Admin By Request adopts:

  • The principle of least privilege (POLP) – giving user accounts and administrators only the rights they need to successfully do their jobs, and
  • Just-in-time (JIT) elevation – only elevating privileges when and where they are absolutely necessary.

In every business’ computer network, there will be accounts and users that require higher privileges than others. But that does not have to mean giving some accounts privileged access and free rein all the time.

With Admin By Request’s Sub Settings, you can implement POLP by creating different access rules for specialised users and groups, depending on their needs. This means you can impose strict access controls for all but your two IT techs if you so choose, lessening the potential for malware like RobbinHood to gain access to an already privileged account.

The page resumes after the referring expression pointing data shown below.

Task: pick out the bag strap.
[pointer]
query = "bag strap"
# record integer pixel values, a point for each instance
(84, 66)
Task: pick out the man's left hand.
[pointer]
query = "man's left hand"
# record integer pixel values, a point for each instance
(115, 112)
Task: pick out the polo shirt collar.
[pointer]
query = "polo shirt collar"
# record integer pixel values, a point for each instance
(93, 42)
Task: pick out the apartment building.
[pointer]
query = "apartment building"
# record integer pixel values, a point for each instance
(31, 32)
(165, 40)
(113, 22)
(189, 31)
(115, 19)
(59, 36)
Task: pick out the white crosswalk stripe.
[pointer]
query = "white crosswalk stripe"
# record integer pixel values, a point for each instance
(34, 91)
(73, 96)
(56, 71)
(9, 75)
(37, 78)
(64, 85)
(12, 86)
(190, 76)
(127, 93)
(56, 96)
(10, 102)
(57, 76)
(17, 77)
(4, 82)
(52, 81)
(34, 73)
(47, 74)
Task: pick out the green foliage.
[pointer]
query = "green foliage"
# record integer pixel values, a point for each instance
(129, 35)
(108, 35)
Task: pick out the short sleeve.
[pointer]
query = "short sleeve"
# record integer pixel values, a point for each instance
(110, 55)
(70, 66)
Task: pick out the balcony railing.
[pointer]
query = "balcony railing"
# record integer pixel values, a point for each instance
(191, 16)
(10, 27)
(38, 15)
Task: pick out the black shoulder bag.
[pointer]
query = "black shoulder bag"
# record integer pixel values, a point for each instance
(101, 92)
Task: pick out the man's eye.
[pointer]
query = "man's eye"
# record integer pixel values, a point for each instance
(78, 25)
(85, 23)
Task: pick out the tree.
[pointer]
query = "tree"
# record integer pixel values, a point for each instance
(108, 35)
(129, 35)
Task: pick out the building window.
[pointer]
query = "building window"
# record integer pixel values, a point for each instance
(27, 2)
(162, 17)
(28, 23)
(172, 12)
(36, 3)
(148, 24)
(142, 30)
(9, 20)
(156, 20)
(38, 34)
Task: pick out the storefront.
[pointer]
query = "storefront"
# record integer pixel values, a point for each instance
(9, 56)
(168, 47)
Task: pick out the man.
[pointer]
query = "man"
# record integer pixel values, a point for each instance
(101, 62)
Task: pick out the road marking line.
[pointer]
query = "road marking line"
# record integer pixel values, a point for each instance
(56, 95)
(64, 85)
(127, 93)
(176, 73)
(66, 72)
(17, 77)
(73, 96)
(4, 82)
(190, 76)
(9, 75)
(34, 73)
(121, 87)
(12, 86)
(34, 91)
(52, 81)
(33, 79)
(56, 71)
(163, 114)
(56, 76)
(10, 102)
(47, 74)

JIT elevation safeguards are in place with Admin By Request providing users with four ways to perform tasks that require elevated privileges.

Three of these four methods require the user to request permission or obtain a PIN in order to gain administrator access – with Admin By Request’s auditlog recording and displaying all administrator activity that takes place during these requests.

Auditing user activity in this way can prevent ransomware attacks like RobbinHood (in which escalation is instrumental to staging the attack), as it allows you to detect possible privilege escalation as it occurs and take appropriate action.

To have the power to install system resources such as drivers (which RobbinHood ransomware relies on to perform encryption unhindered), a user would need full local admin rights of their system.

In Admin By Request, this would require the user to make a Full Session Elevation request. Again, gaining this type of access could require a reason and/or approval (depending on your settings in Admin By Request), and all installs and uninstalls are recorded with the details of the elevated session in the auditlog. This makes it a much harder task to climb up the ranks of privilege unnoticed.

Disrupting just one of RobbinHood ransomware’s many processes can thwart its plan entirely – removing the foothold of privileged accounts and privilege escalation with Admin By Request does just that.

You Need More than One Sheriff to Stop RobbinHood

There is a operation in RobbinHood’s execution that runs multiple deletion-processes sequentially to ensure everything on its PLIST.TXT list is deleted. Better to be safe than sorry, right?

To beat this ransomware at its own game, you need to take a leaf out of Sherwood Forest.

Admin By Request does this by integrating a PAM solution with Opswat MetaDefender’s multi-engine malware scanning tool, the MetaDefender Cloud.

This security tool scans files with more than 35 anti-malware scanning engines. To give you an idea of how effective this makes Admin By Request at keeping your system safe from malware, here are some numbers from Opswat’s Detection Efficacy Overview:

  • 4 anti-malware engines detect 62.80% of the top 10,000 searched for threats from the MetaDefender Cloud database
  • 12 anti-malware engines detect 90.53%
  • 20 anti-malware engines detect 98.69%
  • The MetaDefender Cloud detects 99.02%

That raises malware detection rates to almost 100%.

Conclusion

Like RobbinHood, today’s ransomware attacks use a range of tactics and often need to find success at every step to achieve their goal. The best way to combat this is to disrupt as many parts of the attack chain as possible.

Admin By Request’s PAM solution, combined with an anti-malware security tool that employs multiple scanning engines, leaves no leaf unturned.